This past Monday, September 5, four bands took the stage at Bushwick’s Purgatory for a varied night of rock music capping off Labor Day weekend.
Debbie Dopamine opened the show, following a spectacular Sunday set at Rippers in Far Rockaway (see pics/writeup). Singer Katie Ortiz, bassist Dylan Lapointe, and drummer Zach Rescignano (whom Katie endearingly referred to all as “Debbies” during their set) played seven songs across roughly half an hour, including the entirety of their stunning debut EP, Pets, released at the end of July (read our review).
While Pets makes an ideal listen for sitting alone in one’s room with all the lights turned off, there’s an added magic to seeing the band perform the songs live. “Tight-knit,” “joyful,” and “grateful” are all appropriate adjectives to describe the ethos of Debbie Dopamine’s stage presence on Monday as they performed on a glittery blue stage in front of a dedicated group of fans.
The band started off with “Get Better,” which is also the first song off of Pets.

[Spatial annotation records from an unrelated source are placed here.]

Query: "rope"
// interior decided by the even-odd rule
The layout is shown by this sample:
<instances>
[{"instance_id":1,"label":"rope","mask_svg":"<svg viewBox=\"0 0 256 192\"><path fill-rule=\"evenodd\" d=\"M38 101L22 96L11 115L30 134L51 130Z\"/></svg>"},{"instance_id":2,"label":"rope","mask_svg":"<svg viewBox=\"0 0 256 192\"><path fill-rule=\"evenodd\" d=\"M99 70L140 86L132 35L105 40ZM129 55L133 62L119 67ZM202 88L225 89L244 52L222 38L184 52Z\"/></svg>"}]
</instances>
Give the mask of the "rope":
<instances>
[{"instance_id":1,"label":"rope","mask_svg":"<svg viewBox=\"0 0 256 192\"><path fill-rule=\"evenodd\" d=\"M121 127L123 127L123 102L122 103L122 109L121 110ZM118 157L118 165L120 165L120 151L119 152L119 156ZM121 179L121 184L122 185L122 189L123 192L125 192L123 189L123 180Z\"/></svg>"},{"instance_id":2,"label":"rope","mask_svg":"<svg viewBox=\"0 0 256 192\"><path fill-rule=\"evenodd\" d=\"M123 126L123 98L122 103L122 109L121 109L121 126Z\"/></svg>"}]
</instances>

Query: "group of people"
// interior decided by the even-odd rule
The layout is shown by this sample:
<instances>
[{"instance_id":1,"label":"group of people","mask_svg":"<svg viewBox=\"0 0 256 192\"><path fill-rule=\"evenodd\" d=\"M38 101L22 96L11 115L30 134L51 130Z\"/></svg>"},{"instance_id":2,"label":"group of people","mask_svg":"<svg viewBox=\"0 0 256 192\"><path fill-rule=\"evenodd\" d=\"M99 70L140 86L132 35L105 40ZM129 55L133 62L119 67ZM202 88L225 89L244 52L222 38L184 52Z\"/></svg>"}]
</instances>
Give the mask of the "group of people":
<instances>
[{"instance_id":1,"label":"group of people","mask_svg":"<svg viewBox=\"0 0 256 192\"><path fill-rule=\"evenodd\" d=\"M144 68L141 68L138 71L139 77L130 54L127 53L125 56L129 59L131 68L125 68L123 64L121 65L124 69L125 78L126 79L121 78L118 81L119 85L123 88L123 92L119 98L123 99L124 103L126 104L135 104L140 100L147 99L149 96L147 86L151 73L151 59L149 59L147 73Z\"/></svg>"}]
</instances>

In addition to performing every song off their new EP, they also played an unreleased track titled “Marzipan,” appropriately placed before “Sour” which makes a reference to sucking on candy until it’s sour. Throughout the entirety of their set, Debbie Dopamine’s cohesiveness and talent truly blossomed as smiles were exchanged and notes were played with particular enthusiasm.

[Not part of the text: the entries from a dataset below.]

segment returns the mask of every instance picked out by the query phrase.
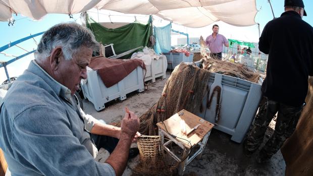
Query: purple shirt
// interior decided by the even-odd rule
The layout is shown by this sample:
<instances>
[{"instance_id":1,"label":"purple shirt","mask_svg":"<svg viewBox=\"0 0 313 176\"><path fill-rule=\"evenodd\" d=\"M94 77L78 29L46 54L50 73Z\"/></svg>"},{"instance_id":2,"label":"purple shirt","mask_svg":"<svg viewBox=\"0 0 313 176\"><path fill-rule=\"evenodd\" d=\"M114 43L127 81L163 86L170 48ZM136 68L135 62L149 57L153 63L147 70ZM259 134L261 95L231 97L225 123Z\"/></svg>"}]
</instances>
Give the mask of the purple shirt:
<instances>
[{"instance_id":1,"label":"purple shirt","mask_svg":"<svg viewBox=\"0 0 313 176\"><path fill-rule=\"evenodd\" d=\"M205 39L206 46L208 47L208 49L212 53L221 52L223 50L223 44L225 45L228 43L228 40L222 34L217 34L215 39L213 37L213 34L206 37Z\"/></svg>"}]
</instances>

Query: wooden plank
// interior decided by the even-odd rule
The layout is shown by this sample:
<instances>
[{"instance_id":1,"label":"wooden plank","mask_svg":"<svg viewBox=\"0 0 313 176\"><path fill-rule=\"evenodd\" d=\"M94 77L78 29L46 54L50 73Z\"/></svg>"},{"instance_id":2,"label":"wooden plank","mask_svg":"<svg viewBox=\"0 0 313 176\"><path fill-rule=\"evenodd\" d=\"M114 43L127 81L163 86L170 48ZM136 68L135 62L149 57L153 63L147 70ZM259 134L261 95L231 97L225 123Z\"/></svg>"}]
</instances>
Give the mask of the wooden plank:
<instances>
[{"instance_id":1,"label":"wooden plank","mask_svg":"<svg viewBox=\"0 0 313 176\"><path fill-rule=\"evenodd\" d=\"M179 115L182 112L183 114ZM187 133L197 125L201 125L189 135L186 136L181 132L180 123L182 120L185 121ZM177 136L176 140L188 144L189 147L201 141L214 126L214 125L185 109L181 110L163 122L158 123L156 125L164 131Z\"/></svg>"}]
</instances>

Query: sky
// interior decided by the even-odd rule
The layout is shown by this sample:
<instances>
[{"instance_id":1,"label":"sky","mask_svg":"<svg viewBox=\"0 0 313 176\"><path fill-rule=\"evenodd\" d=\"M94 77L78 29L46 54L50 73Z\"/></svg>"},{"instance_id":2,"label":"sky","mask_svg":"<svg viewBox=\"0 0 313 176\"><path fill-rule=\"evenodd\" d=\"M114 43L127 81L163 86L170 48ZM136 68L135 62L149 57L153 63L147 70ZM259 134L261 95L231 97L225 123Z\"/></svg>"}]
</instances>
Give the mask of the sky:
<instances>
[{"instance_id":1,"label":"sky","mask_svg":"<svg viewBox=\"0 0 313 176\"><path fill-rule=\"evenodd\" d=\"M271 0L271 3L275 17L279 17L284 12L284 0ZM311 26L313 26L313 1L303 0L303 3L305 6L304 9L308 17L303 17L303 19ZM265 25L273 19L273 16L268 0L256 0L256 8L258 12L257 13L254 20L256 23L259 24L260 31L262 32ZM101 20L100 22L110 21L110 19L107 15L108 14L113 15L111 18L113 22L120 22L122 20L132 21L135 19L133 16L127 18L123 16L123 14L121 16L114 16L114 15L120 14L112 11L100 11L99 14L99 19ZM92 18L97 21L98 14L96 10L91 10L89 14ZM107 15L103 14L107 14ZM13 26L8 26L8 23L6 22L0 22L0 31L1 32L0 46L6 45L10 42L13 42L28 36L30 34L34 34L45 31L51 26L59 23L76 21L79 23L81 23L79 14L74 15L73 17L73 18L70 18L68 15L65 14L48 14L40 20L35 21L20 15L14 15L16 21ZM136 18L137 20L143 22L146 22L147 19L146 17L142 15L136 15ZM154 20L153 24L157 26L158 25L160 26L164 26L169 23L169 22L159 18L155 18ZM173 24L172 29L188 33L189 37L199 37L200 35L206 37L212 33L212 27L214 24L219 25L220 26L219 33L224 35L227 38L249 42L257 42L258 41L259 33L257 25L249 27L239 27L219 21L205 27L199 28L187 28ZM34 40L30 39L21 43L18 45L26 50L32 51L36 48L36 42L39 43L41 36L41 35L35 37ZM173 36L172 40L172 44L175 44L177 38L184 37L184 36L180 35ZM12 47L3 52L14 56L19 56L26 52L25 50L16 46ZM4 54L0 53L0 61L8 61L14 57L6 56ZM9 65L7 68L10 76L18 76L21 74L24 70L27 69L30 61L33 59L33 54L31 54ZM4 69L3 67L0 68L0 84L6 79L6 76Z\"/></svg>"}]
</instances>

Rounding out the rest of the night were Stimmerman, Mister Goblin, and Maneka. New York’s Stimmerman brought some seriously good bass, Indiana’s Mister Goblin brought the soulful screams, and Maneka brought reflective rock. It was a fully fantastic night of music and each band showed their support for each other, which was lovely to bear witness to. One of my favorite parts of the night was when Mister Goblin’s vocalist Sam Goblin mentioned that the only time he’d ever cried at a show was when he saw Maneka perform. Be sure to catch all of these bands around your part of town when you can!